My eyes begin to water, and the inside of the truck feels too hot. Too suffocating.

This thing I feel for Oak, this need, this longing I’ve felt for him from the start—a feeling I couldn’t quite pinpoint—was never real at all. It was a feeling that came on much too fast, burrowing under my skin, making it impossible to forget him.

I felt fascinated by him. Hypnotized. Entranced. Obsessed with finishing the sketch. With seeing him again.

I shake my head, the realization slamming against my skull.

It was the tulip—the one he kept hidden. Safe and preserved.

I never really loved him.

Ever.

I exhale, and it feels like a storm, a hurricane across a sea that will destroy everything in its path, and I snap my gaze away from him.

My heart was a lie, everything I felt… was a lie.

I clench down on the tulip, crushing it in my fist.

“Lark,” he says again. But I shrink away.

There’s nothing he can say. No words to put this right. Everything I’ve felt wasn’t real. Whether he meant to keep this from me or not. It doesn’t matter.

Everything he stirred up inside me only moments ago, with his mouth on mine, wasn’t real .

It was the tulip.

I reach for the door handle.

“Wait…,” he says. “Please… I didn’t know. It’s just a flower. It doesn’t mean anything.”

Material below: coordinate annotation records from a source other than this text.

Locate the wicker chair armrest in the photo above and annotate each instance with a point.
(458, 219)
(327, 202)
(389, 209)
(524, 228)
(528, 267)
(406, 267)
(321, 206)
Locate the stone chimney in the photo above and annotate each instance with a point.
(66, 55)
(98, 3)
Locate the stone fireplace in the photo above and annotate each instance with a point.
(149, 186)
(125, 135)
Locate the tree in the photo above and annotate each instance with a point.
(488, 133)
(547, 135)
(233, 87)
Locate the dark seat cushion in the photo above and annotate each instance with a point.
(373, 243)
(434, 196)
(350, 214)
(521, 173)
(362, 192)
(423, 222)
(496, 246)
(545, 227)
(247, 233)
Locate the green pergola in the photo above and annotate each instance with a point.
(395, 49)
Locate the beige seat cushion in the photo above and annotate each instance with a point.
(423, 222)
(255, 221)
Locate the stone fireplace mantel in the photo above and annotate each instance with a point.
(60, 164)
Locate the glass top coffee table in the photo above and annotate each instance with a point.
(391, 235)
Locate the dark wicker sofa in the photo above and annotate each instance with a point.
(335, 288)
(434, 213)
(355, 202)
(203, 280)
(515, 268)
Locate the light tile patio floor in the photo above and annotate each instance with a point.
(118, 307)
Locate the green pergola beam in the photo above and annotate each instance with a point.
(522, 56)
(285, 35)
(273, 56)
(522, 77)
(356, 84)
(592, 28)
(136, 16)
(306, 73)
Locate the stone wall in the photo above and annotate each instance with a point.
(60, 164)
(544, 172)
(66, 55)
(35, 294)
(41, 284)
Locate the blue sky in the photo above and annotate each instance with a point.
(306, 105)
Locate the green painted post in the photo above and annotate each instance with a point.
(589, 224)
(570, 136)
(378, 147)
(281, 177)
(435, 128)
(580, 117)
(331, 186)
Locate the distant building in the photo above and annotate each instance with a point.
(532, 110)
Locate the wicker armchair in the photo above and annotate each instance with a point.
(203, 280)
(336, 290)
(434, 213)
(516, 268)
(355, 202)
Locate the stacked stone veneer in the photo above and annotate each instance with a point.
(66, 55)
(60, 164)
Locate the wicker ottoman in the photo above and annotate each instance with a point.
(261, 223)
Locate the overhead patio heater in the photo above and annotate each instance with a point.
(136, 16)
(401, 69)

I can see the guilt, the regret, behind his eyes. While the sting of tears rises in mine. “It means everything.”

Our entire lives, others have been drawn to Archer and me like insects to lamplight. Dizzy and delirious. But I never considered what would happen if someone else possessed a tulip and I fell under the same spell.

I shake my head, the tulip still in my fist. “Like you said before. It was only a summer thing. And we can’t be sure if any of it was real. If you and I… were ever real.” I open the truck door and slide down to the pavement, the rain falling gently. I let myself look back at him. “Will you tell my brother that I’m okay? Tell him I left on the train.”

Oak nods, and we stare at each other one last time.

Nothing more to say.

Nothing that can put these broken pieces back together.

So I slam the door closed, forcing myself to walk away.

I walk through the rain to the office of the train station, leaving Oak sitting in his truck, a boy marred by desire and deceit. Two things so knotted together, I’ll never be able to pick them apart.